Semesta menua. Ada kita di dalamnya.
Ada apa di dalam kita? Ada rasa. Ada jiwa. Ada cinta.
Seiring langkah kaki yang terus berpacu mengejar matahari,
kita; manusia, menggoreskan kisahnya sendiri-sendiri dengan tinta tak kasat
mata. Itulah karenanya, mengapa kita tak bisa melihat bagaimana orang lain
menikmati ceritanya, kecuali jika mereka mau membaginya.
Juga saya, yang ingin membagi sedikit kisah meski hanya
remah-remah. Atau lebih kepada janji di tahun lalu, bahwa akan ada goresan
kisah yang dituang dengan tinta virtual ini. Lama menghilang, bukan karena
ingin menutupnya rapat atau menelan semuanya sendiri hingga tandas tak tersisa.
2014 menjadi tahun yang luar biasa mampu membawa saya pada
banyak kenangan. Tak banyak resolusi yang terwujudkan. Yang ada malah air mata
berderai karena terlalu banyak merasa kehilangan.
Tahun yang membuat pandangan saya melihat orang-orang di
sekitar saya silih beranti. Yang lama berlalu dan yang baru datang. Lebih dari
30 orang jumlahnya. Terlebih juga melibatkan orang-orang penting dalam hidup
saya setahun belakangan ini: Ibu Sri Kunmaryati (Juli 2014) dan Kak Adhi Gamayandra
(Desember 2014).
Terkadang saya berpikir, sepertinya saya lebih senang
memiliki teman tak banyak, tapi solid. Daripada terus bertambah, yang dulu hilang,
yang menggantikan tak bisa menjalankan peran sesuai harapan. Harapan siapa?
Harapan saya. Tapi dunia (masih) terus berputar. Ditinggalkan dan dipertemukan
akan menjadi hal yang harus bisa saya terima.
Tahun lalu saya membuat target, bahwa di bulan Juni saya
ingin berjilbab. Sadar masih banyak kekurangan dalam berperangai, mungkin
jilbab sedikitnya bisa menjadi benteng bagi saya.
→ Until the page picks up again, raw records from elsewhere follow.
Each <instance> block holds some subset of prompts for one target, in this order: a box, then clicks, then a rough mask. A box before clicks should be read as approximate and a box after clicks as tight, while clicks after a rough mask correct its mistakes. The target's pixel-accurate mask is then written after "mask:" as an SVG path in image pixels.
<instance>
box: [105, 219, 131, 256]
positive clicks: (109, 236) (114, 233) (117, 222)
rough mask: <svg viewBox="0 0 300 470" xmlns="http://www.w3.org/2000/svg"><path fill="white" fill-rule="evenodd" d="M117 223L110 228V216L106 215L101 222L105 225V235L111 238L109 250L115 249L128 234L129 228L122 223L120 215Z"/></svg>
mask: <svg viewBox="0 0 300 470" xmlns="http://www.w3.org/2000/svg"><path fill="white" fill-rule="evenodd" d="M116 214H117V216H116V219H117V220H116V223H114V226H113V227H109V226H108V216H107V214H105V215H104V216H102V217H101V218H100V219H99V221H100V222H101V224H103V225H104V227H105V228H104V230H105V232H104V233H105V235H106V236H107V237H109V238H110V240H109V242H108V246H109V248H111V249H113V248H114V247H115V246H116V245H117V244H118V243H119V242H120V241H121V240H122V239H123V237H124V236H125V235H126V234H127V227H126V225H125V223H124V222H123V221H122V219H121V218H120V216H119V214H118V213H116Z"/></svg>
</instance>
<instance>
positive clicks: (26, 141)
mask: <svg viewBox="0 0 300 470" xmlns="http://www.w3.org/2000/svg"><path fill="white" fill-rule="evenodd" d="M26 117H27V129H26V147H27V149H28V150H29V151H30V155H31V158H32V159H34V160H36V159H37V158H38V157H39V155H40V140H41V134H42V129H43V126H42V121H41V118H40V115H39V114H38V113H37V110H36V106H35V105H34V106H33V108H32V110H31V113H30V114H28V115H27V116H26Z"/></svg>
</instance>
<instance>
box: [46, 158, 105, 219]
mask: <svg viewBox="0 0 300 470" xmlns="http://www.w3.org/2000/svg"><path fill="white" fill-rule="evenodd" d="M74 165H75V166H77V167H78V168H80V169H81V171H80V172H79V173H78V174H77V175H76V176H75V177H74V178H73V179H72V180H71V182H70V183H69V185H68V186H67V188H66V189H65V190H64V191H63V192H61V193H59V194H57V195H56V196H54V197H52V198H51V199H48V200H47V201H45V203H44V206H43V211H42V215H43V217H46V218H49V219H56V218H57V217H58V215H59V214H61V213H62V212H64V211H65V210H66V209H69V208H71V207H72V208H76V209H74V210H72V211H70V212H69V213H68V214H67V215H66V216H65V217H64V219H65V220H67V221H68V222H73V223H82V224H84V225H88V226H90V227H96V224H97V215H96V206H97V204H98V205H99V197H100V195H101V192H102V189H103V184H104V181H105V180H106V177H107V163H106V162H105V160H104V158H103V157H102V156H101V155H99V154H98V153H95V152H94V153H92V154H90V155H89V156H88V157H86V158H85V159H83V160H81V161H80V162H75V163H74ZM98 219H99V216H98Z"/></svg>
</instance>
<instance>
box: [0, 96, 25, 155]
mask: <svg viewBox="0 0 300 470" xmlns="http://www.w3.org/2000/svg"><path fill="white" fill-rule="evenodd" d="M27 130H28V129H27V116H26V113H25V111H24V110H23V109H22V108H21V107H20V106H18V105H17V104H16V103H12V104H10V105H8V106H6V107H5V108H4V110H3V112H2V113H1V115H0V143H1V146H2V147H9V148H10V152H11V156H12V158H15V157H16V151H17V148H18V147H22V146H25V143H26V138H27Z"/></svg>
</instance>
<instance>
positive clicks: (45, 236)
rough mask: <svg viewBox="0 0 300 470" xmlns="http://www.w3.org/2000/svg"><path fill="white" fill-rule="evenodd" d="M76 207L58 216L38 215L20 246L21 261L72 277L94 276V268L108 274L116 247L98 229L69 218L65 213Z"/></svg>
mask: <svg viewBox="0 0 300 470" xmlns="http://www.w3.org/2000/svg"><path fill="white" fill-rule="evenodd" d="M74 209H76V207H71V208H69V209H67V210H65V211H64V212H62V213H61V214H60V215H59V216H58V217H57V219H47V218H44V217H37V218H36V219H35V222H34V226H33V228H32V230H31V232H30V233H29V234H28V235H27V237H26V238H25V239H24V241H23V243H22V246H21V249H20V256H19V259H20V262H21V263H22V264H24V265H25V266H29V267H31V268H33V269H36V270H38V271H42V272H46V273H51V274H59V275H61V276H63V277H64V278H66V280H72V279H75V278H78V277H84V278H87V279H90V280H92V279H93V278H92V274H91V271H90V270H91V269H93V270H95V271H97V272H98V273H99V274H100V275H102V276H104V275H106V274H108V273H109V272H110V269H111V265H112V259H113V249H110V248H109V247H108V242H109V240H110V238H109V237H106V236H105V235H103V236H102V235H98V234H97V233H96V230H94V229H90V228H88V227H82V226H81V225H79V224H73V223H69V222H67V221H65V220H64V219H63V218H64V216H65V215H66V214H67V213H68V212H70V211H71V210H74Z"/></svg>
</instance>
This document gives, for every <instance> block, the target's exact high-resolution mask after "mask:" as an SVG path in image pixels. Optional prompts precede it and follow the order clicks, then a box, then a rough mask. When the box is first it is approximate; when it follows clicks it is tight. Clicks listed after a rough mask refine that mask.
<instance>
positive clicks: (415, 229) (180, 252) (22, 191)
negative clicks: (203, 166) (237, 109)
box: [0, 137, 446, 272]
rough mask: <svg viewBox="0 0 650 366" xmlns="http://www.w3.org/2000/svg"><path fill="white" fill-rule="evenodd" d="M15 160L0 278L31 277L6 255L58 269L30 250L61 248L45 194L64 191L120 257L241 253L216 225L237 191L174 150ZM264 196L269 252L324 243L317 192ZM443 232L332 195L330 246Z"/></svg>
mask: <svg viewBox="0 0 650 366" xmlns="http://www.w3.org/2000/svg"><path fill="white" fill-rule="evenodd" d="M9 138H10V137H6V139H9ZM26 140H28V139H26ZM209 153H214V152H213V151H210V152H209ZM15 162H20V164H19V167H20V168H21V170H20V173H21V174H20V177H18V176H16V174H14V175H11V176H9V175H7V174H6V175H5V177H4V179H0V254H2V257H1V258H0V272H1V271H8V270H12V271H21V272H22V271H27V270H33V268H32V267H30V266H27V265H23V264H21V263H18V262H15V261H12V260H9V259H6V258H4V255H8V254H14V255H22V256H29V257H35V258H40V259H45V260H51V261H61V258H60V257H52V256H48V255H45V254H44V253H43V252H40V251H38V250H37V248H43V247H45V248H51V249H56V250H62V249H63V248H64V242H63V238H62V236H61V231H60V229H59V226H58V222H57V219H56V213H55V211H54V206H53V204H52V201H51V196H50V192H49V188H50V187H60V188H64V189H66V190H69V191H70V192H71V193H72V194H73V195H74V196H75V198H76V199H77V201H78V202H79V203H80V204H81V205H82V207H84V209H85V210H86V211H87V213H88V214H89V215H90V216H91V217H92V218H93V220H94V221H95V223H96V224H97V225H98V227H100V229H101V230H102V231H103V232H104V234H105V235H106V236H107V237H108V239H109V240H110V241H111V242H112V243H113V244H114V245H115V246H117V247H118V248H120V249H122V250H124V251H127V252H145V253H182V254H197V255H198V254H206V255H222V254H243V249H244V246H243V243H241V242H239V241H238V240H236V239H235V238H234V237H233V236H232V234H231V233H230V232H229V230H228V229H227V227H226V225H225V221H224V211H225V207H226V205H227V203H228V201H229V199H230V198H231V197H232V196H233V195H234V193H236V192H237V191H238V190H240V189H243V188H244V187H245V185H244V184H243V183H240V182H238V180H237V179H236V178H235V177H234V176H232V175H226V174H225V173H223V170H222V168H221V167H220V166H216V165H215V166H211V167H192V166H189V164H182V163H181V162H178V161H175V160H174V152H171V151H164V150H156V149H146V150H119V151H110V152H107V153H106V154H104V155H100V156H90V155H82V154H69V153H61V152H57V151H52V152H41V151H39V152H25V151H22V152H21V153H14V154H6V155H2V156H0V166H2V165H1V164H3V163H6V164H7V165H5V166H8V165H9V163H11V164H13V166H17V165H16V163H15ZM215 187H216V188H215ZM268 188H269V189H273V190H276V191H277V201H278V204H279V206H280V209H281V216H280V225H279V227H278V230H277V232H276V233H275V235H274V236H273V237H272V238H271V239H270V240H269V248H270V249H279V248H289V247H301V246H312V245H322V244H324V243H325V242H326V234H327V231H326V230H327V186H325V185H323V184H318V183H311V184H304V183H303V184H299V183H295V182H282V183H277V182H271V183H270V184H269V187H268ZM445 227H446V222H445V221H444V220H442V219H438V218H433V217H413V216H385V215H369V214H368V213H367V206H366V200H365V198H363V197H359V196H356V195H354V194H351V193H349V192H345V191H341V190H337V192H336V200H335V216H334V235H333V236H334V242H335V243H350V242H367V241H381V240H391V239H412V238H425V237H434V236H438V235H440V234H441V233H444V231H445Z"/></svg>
Memasuki Juni 2014 saya masih
belum mengenakannya. Hingga tepat pada hari terakhir di bulan itu, saya
mengenakannya. Bismillah, mudah-mudahan istiqamah.
Tak banyak peristiwa yang saya ingat di tahun ini. Mungkin
karena saya tidak menuliskannya. Salah satu yang saya ingat, saya tidak minum
soda setetespun di tahun kemarin. Tidak penting? Oh, tentu saja penting bagi
saya. Rasanya senang berhasil menahan diri dari apa yang ingin saya hindari.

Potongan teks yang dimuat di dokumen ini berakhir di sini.